Dog owners are left “powerless and deeply frustrated” by a lack of legal consequences for dog-on-dog attacks, the Commons has heard.

Conservative Anna Firth told MPs the law should be changed so that the owner responsible in a fatal dog-on-dog attack can be held criminally responsible.

The MP for Southend West in Essex put forward a 10-minute rule bill in the House of Commons on Tuesday which she said would implement the change if enacted, and would also require police forces to record dog-on-dog attacks.

She said her Animal Welfare (Responsibility for Dog Attacks) Bill would amend the Animal Welfare Act 2006 to require a person in charge of a dog to take “all reasonable steps” to ensure their animal does not fatally injure another dog.

Ms Firth told the PA news agency she began campaigning for what she is calling “Emilie’s law” after a man in her constituency, Michael Joannou, came to her “incredibly distressed” and “inconsolable” and saying his dog Emilie, also known as Millie, had been fatally injured in an attack by another dog in a local park.

She told the Commons: “Only 14 police forces currently record a dog-on-dog attack as a separate incident.
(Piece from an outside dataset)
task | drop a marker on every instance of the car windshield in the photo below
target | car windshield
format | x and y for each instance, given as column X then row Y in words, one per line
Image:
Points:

However, of that 14, in 2016, there were 1,700 dog-on-dog attacks reported and recorded.

“Since lockdown, with everyone buying their Covid-19 pandemic puppies, the numbers have skyrocketed. In 2021, the same 14 police forces recorded 11,559 dog-on-dog attacks, a 700% increase.”

She said stealing the dog could have led to up to seven years imprisonment, saying: “But because she was brutally torn apart by someone else’s dog, nothing could be done.

“Not surprisingly, this leaves pet owners feeling powerless and deeply frustrated. It’s also no doubt the reason why police forces don’t even record such awful incidences.

“Plainly it is not the dogs that are the problem. Dogs have owners, and every dog owner has a responsibility to ensure their dog does not fatally attack another one.”

She added: “Emilie’s law will empower owners to pursue justice if their beloved pet is brutally attacked, whilst not demonising any particular breed or creating unhelpful stereotypes around certain breeds of dogs.”

She went on: “The Bill will also compel local police forces to record dog-on-dog attacks as separate offences so that finally the full scale of these awful offences can be seen and counted.”

Describing the attack on his dog, Mr Joannou told PA: “It happened in seconds. I was screaming at the owner to remove the dog.

“Somehow the owner did get the dog off. This dog had just come at her – honestly it was like something in the Serengeti.

“When you see a loved one of yours opened up in two and still alive, there’s not a lot worse you can ever experience.”

He said she was then taken to the vet where she had to be put down.

“The police couldn’t do anything,” he said, pointing to what he considers to be a gap in the law, and added: “It means that something you love can be torn apart and killed with no consequences.

“It’s like medieval law.

“This country’s law on it is absolutely pathetic. I’m standing up for it because it’s wrong, and what I’m asking for is right.”